Food Writing: Food Has Feelings Too
Kathy S. Molina
Don’t stare at me as if you do not know what I am to you. I am not some unrecognizable surprise to your rituals. Uninvited, I am there. Uninvited, I offer myself. But still you have the nerve to ask of my purpose, of what is behind my presence.
But I forgive you, I always do. Despite the fact that I’m starting to grow roots on this plate I share with what satisfies your hunger, your cravings, your fickle desires and various temptations. I’m slowly drying up and my preservatives are wearing out as you fall in and out of them, figuring out which would best suit your appetite; as they too fall in and out of you, filling that void, fooling your heart. While I remain from a close distance, I endure your choice, after choice, after choice.
I remain. Still, immovable, untouched, unless you decide otherwise. I forgive you for giving me but a glance and the occasional stares of wonderment of what to do with me. I forgive you for giving into presumptions of my lack of enthusiasm in presentation and in depth. I forgive you for keeping me on the side not as a choice, but as a garnish, inedible. In some measure, I could be grateful; you haven’t had me thrown away.
I know what will happen next. But allow me, at this moment, before you take your last bite, before you swallow your wrong choice, before you leave this low-lit hall, allow me to beg you. I beg you to consider understanding my presence, my purpose, my ambitions – all that I am capable of, all that I can effect on you.
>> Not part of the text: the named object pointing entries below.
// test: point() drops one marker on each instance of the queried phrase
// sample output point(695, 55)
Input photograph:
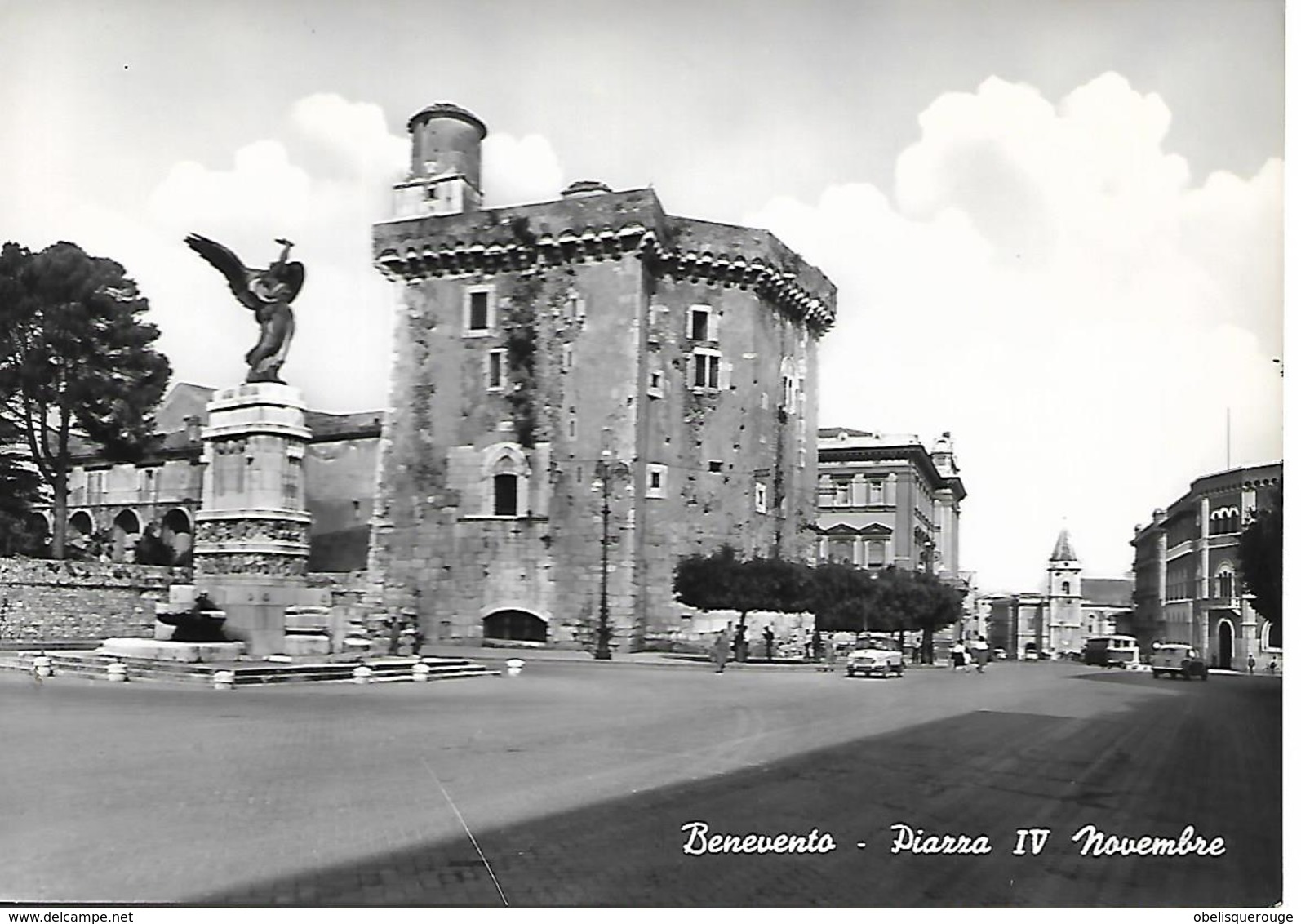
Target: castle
point(583, 391)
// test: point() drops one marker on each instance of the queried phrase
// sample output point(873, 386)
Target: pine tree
point(74, 356)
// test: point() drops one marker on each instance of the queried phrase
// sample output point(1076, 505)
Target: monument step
point(94, 665)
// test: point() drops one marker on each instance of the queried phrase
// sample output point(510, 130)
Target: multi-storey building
point(1188, 580)
point(1058, 620)
point(889, 501)
point(111, 505)
point(583, 392)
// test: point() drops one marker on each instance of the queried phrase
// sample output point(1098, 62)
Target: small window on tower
point(495, 375)
point(505, 495)
point(479, 311)
point(704, 369)
point(656, 477)
point(477, 314)
point(700, 323)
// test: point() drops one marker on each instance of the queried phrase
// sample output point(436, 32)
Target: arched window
point(506, 481)
point(505, 495)
point(1224, 584)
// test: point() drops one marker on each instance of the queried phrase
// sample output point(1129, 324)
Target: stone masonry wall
point(80, 602)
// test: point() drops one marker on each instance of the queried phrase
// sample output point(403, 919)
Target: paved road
point(570, 785)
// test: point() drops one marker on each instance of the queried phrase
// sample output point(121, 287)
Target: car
point(1178, 660)
point(874, 656)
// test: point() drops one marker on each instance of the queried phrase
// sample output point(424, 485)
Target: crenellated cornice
point(436, 258)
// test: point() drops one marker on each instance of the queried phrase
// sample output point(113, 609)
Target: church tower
point(1066, 615)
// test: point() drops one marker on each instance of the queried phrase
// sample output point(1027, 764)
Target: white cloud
point(519, 170)
point(1049, 287)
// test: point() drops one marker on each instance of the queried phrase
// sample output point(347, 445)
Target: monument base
point(184, 652)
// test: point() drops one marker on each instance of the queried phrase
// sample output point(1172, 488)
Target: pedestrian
point(394, 634)
point(722, 643)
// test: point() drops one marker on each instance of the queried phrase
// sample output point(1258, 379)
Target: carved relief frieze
point(253, 530)
point(253, 562)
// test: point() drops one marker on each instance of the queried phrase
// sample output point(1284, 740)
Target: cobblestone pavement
point(570, 785)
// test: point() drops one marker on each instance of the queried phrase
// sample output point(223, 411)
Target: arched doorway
point(81, 530)
point(127, 531)
point(1224, 656)
point(177, 536)
point(514, 625)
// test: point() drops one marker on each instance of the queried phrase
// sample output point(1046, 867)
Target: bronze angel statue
point(265, 291)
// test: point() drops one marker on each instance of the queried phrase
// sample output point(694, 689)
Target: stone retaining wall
point(44, 600)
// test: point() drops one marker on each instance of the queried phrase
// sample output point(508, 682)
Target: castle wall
point(80, 602)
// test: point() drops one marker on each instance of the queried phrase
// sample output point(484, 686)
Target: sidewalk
point(653, 659)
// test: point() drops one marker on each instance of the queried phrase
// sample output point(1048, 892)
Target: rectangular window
point(699, 324)
point(656, 478)
point(505, 495)
point(839, 549)
point(477, 311)
point(704, 369)
point(495, 374)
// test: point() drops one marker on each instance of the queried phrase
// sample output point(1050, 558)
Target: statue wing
point(229, 266)
point(293, 276)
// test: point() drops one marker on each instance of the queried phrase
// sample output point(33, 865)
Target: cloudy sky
point(1055, 225)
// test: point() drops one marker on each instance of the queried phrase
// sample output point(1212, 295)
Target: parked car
point(1178, 660)
point(874, 656)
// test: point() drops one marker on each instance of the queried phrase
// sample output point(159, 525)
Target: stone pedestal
point(251, 536)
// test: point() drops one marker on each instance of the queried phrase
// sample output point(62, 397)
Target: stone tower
point(578, 381)
point(1066, 617)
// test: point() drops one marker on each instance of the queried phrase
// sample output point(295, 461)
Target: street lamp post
point(606, 471)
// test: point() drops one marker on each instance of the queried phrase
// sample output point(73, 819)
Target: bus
point(1112, 651)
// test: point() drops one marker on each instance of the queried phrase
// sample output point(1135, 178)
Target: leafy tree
point(722, 580)
point(74, 353)
point(20, 492)
point(1259, 552)
point(933, 606)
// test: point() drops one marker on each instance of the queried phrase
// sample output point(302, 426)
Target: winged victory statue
point(267, 293)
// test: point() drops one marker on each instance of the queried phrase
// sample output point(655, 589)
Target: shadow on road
point(1178, 762)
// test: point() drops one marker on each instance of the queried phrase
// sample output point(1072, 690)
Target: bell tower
point(444, 177)
point(1066, 615)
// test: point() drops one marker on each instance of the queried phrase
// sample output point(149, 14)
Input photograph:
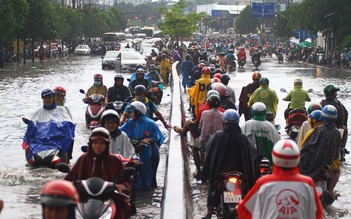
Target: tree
point(245, 22)
point(7, 21)
point(176, 23)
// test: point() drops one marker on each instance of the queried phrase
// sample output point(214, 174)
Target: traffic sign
point(264, 10)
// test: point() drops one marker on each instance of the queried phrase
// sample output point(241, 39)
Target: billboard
point(265, 10)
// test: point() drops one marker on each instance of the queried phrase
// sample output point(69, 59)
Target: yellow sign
point(21, 46)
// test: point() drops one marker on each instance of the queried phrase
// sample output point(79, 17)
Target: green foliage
point(176, 23)
point(245, 22)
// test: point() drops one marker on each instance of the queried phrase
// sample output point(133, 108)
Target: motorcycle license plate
point(321, 184)
point(230, 197)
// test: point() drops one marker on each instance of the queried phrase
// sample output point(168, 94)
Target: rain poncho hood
point(49, 129)
point(137, 130)
point(321, 148)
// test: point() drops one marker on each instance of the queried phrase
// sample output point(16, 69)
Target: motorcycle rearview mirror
point(140, 147)
point(62, 167)
point(84, 148)
point(128, 171)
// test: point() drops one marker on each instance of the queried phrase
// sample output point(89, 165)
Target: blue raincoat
point(49, 129)
point(140, 129)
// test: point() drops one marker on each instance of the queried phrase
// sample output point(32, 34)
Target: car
point(109, 60)
point(146, 51)
point(64, 51)
point(82, 50)
point(127, 61)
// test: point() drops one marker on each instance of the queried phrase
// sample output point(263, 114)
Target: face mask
point(139, 98)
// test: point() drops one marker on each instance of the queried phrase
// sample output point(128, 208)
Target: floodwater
point(20, 89)
point(282, 76)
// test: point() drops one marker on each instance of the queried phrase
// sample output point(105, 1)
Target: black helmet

Consume me all you want for I can relieve your upset stomach from the spoiled raw meat you have chosen before me. I can soothe your choking throat from the unwanted screams and the feeling of nausea crawling it’s way to trigger regret. I can prevent allergic reactions, muscle cramps, blood clots and difficulty in breathing. Ultimately, I can cleanse your palette, to remove the after taste not even water can rinse out; I can ready you for your next meal, for your next choice, for your next love.
Do not fear me, I beg you. Do not ignore me. Take a risk on me. Allow me to take away the bad taste in your mouth. Regardless of your hospitality or lack thereof, I will undoubtedly be on a close distance, hinting to you my necessity. Sitting on your plate, as your in-between clarity, your in-between taste, among the seemingly promising courses of possible mistakes.
gari [ˈgɑːrɪ], n. : Thinly sliced pickled ginger, often served with sushi. It is eaten in between different dishes of sushi to help cleanse the palette.